Comment lui en vouloir ?
Edward lui même avait honte d'être associé à un personnage aussi abject.

La Déesse lune n'interfèrait pas dans le monde qu'elle avait initié. Elle y avait posé des pièges, la magie noire, les instincts cruels liés à son apparition, mais n'envisageait pas une seule seconde d'instaurer la paix et le confort d'un claquement de doigt.

Edward ne l'avait pas connue. Toutefois, il avait appris à la haïr, tout en donnant l'impression de l'adorer.

La plupart des ombrumes étaient pieuses, et Edward n' envisageait pas de ternir leur bonheur, leur espoir en révélant l'égoïsme de leur chère divinité.

Tilly était différente. Elle avait tout de suite compris qu'un détail clochait dans l'option d'une Déesse parfaite qu'on ne pouvait que prier. Pas étonnant qu'elle n'y croie plus.

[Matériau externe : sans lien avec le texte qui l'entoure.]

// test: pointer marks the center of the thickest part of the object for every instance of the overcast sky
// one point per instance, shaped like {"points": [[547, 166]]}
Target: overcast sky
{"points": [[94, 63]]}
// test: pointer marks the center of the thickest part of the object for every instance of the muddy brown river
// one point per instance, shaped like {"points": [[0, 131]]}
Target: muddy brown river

En revanche, elle croyait aux sortilèges, à la manipulation, au cœur brisé.

Pire que tout, elle croyait au mensonge. À la trahison. Aux ruptures.

Prudemment, Edward s'approcha d'elle.

— Je peux ? lui murmura-t-il en ancrant sa main dans la sienne.

Elle retira son bras, et secoua la tête. Il regarda ses pieds, son coeur se pinça.

— Je comprends. Je n'aurais jamais dû te mentir... J'avais seulement peur que  tu changes d'avis sur moi après...

— Mais qu'est ce que tu racontes ? Tu as une famille. Une mère et un père, qui ne sont ni la Déesse lune, ni le dieu Soleil, mais des ombrumes bien réelles qui sont inquiets pour toi. Qu'est ce qui t'a pris de te cacher ici  ?

Ses parents. Morgane et Jasper. Un couple aimant, brillant, sans histoires. Une sorcière et un dragon, vivant loin de leur famille,  qui n'acceptait pas leur différence.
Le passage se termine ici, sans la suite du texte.